… Y MANUEL

No importa la vida, que ya está perdida;

y después de todo, ¿qué es eso, la vida?…

Cantares…

Cantando la pena, la pena se olvida.

MANUEL MACHADO

POBLADO a solas por las mil palabras,

que son o no son bellas,

que verso son o prosa

(según como se mire, dicho hubieras),

pienso en ti, en lo delgado

de ti, en lo delgadísimo que era

tu cantar: escogiendo, rechazando,

por el son de la cuerda,

el llanto o la sonrisa,

el desdén o la pena,

el hogar o la calle en tu camino,

hasta oír la ternura y casi verla.

Pienso en ti, y en tu clara

lección, de vida hecha…

Tu verso, dialogado

o hablado (porque espera

contestación parece dialogado;

y porque nada afirma y todo prueba),

dice bien lo que quiere

acompañar, e igual a todos [lega:

al que lo aprende de memoria, y canta,

o al que lo olvida en la memoria buena, .

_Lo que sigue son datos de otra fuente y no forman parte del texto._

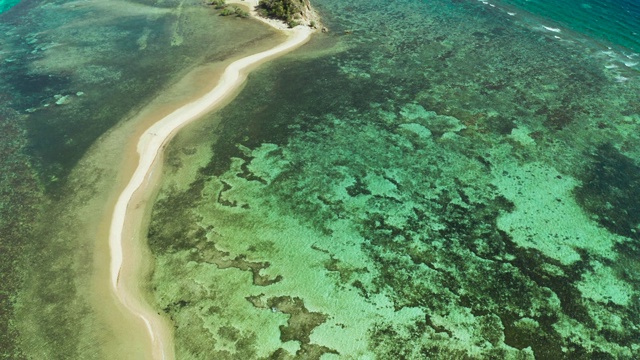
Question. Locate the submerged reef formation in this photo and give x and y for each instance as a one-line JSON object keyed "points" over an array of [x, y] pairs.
{"points": [[432, 191]]}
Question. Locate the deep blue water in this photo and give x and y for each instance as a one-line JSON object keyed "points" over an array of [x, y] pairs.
{"points": [[613, 21]]}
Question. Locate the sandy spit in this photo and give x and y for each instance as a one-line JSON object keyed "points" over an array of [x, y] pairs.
{"points": [[123, 236]]}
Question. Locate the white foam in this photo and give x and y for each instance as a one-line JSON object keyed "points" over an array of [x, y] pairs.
{"points": [[551, 29]]}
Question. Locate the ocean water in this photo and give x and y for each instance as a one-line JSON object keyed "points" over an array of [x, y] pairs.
{"points": [[430, 179], [69, 74], [612, 21], [7, 4]]}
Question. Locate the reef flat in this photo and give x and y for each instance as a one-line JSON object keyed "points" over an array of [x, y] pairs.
{"points": [[429, 180]]}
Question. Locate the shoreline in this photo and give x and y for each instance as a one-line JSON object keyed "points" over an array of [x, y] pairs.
{"points": [[124, 229]]}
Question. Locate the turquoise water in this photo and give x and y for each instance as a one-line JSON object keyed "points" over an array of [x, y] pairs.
{"points": [[430, 179], [7, 4]]}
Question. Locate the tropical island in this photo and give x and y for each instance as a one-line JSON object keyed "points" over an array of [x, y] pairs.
{"points": [[291, 12]]}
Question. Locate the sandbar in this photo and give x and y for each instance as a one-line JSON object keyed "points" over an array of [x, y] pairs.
{"points": [[124, 232]]}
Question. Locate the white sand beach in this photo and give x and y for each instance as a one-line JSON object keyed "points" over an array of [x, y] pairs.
{"points": [[125, 243]]}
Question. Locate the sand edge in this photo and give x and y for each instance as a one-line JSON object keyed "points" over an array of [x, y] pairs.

rimando, sin saberlo, cualquier día,

su nuevo amor con tu palabra vieja.

… Cuando hablo de tu verso, bien lo entiendes,

hablo del que es mejor y más te lleva,

y de la noche hablo

que su brazo te dio de compañera.

Pienso en ti, y en tu fina

lentitud espectral (mitad presencia

y mitad lejanía),

y en tus manos que hablaban hasta quietas,

moviendo el aire claro de Sevilla

con la rubia cabeza,

y acendrando el sosiego,

noble, de la invitada calavera.

… Don Manuel enlutado

(vestido por la guerra),

cantador solitario

(más hablando hacia adentro que hacia fuera),

en el Madrid atónito de un día:

así hoy mi voz velada te recuerda.

Así mi voz velada,

y así de oscura la guitarra suena,

y hay palabras en nudo,

y hay palabras tirantes y que tiemblan,

y que se oyen con sólo

rozarlas, casi a ciegas.

Don Manuel enlutado, erguido el porte,

dibujado el semblante por la espera,

ojos de hastiado príncipe,

aún con luz matinal de primavera,

de la mano de Eulalia

(con su debilidad por toda fuerza),

desandando el camino,

tomando el sol que la bondad calienta

tras el balcón cerrado de los días,

y la cita de Antonio que se acerca.

Así mi voz velada,

y así la soledad que canta en ella,

y el estupor del último

clavel desnudo en la solapa negra.

¡Ay la melancolía de los límites!

¡Ay la delgada charla que se queda

ronca de madrugada,

al volver de la calle, un día cualquiera!